Each and every landscape employee who was brought on was told of the importance of customer service. The customer was to be made happy through our services. If an impasse were to come along, the employee was then instructed to put themselves in the customer's shoes and to find how to resolve the issue. What ever was needed to do in order to make the customer happy was done. Happy customers brought us more happy customers and we all saw the importance of word of mouth.

My father would say, if you have a street with one customer on it, you need to make them happy and get them to talk to their neighbors. Then you will get more customers on the same block. With more customers on the same block would come better profits because you didn't have to travel far to get from one customer to the next. The reverse was also true. If you had one unhappy customer on a street, you needed to act fast in order to appease them before they told other neighbors about their displeasing experience with you. If you didn't, you may soon lose everyone on that block.

Many new competitors would come and go throughout the years. Each spring a new group of businesses would start and spend a lot of money on fancy lawn care marketing in hopes of stealing our customer base. But a happy customer will not leave you just because of some full color brochure. A happy customer will stay with you for a long long time. This is a simple business fact I learned a long time ago that still helps our business to stay strong and continue onwards. It's also point that most other start up business owners fail to see or even realize.

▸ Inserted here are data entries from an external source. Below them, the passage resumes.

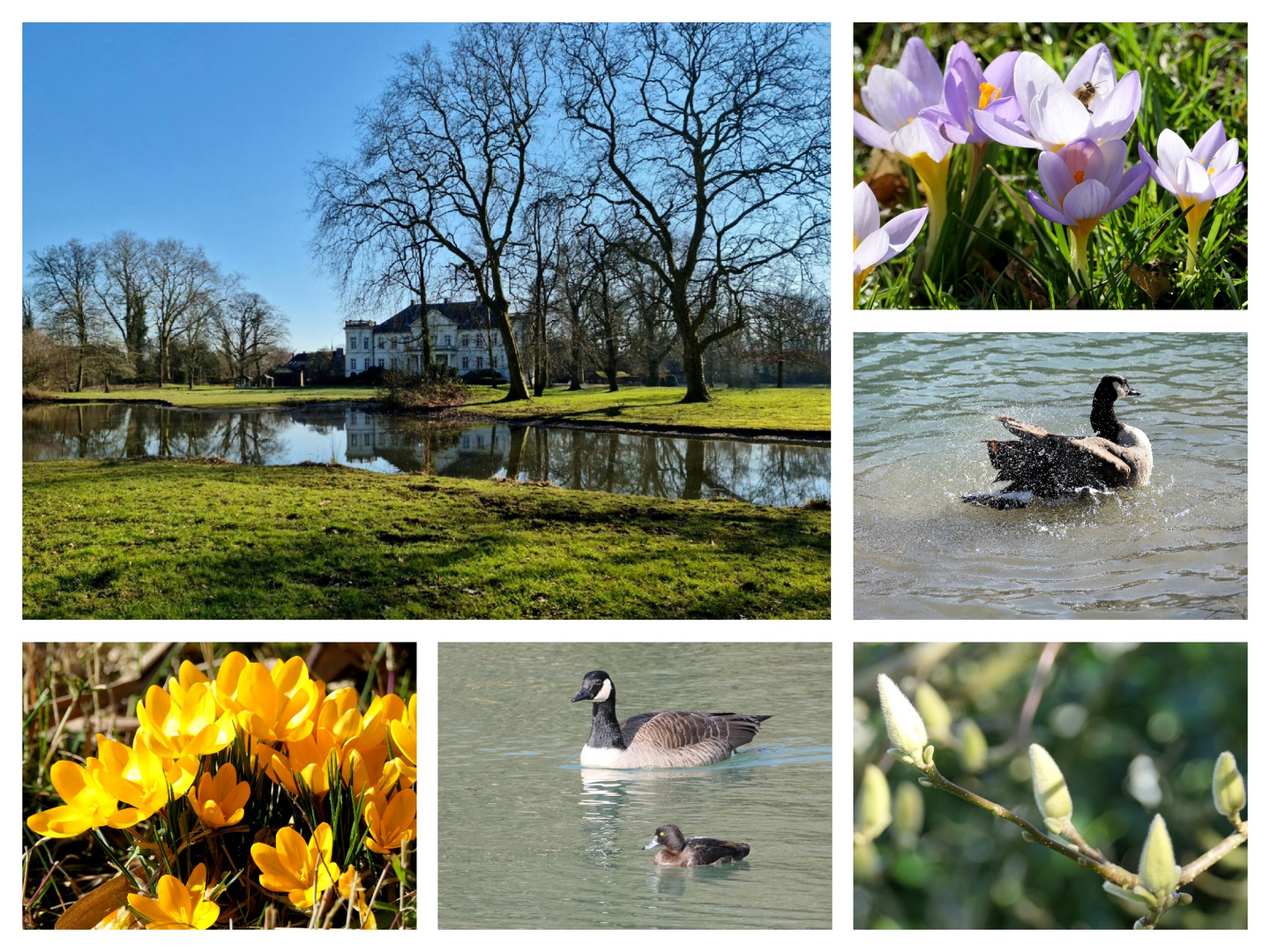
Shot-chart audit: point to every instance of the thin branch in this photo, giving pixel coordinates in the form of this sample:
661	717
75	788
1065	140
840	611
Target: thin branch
1106	870
1231	843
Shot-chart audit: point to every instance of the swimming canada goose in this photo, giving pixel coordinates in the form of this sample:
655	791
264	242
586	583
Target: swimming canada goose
1052	465
667	739
698	851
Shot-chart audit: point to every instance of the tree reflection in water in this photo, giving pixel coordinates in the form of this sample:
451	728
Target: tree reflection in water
628	464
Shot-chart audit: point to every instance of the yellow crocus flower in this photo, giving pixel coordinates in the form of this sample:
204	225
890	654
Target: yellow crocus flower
219	801
178	905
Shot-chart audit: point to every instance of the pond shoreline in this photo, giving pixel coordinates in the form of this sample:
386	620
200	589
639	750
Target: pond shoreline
818	438
300	542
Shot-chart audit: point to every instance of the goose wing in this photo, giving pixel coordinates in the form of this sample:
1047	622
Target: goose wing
1048	462
673	730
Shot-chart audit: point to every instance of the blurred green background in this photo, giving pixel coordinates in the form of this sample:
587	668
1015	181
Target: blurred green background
1136	729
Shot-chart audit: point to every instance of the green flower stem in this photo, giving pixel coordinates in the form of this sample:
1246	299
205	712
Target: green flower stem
1106	870
1227	845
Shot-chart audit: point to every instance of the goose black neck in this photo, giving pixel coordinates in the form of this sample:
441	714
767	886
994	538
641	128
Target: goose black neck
1102	419
605	732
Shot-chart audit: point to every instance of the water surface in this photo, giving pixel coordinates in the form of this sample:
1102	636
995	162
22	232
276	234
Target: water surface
530	839
626	464
1177	548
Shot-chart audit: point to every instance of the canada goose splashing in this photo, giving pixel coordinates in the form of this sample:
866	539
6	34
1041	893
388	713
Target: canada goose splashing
1052	465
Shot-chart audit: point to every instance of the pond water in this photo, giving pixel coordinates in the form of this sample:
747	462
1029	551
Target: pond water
923	405
530	839
628	464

Keep your lawn care customers happy. When a problem arises, ask them what is wrong and get to the root of the problem. Correct the problem before it spreads. A happy customer will spread the word about your business and help you keep your marketing costs to a minimum. Keeping those costs to a minimum will give you a stealth advantage your competitors will never see. When they can't see it, they can't go after it and will soon find themselves out of business.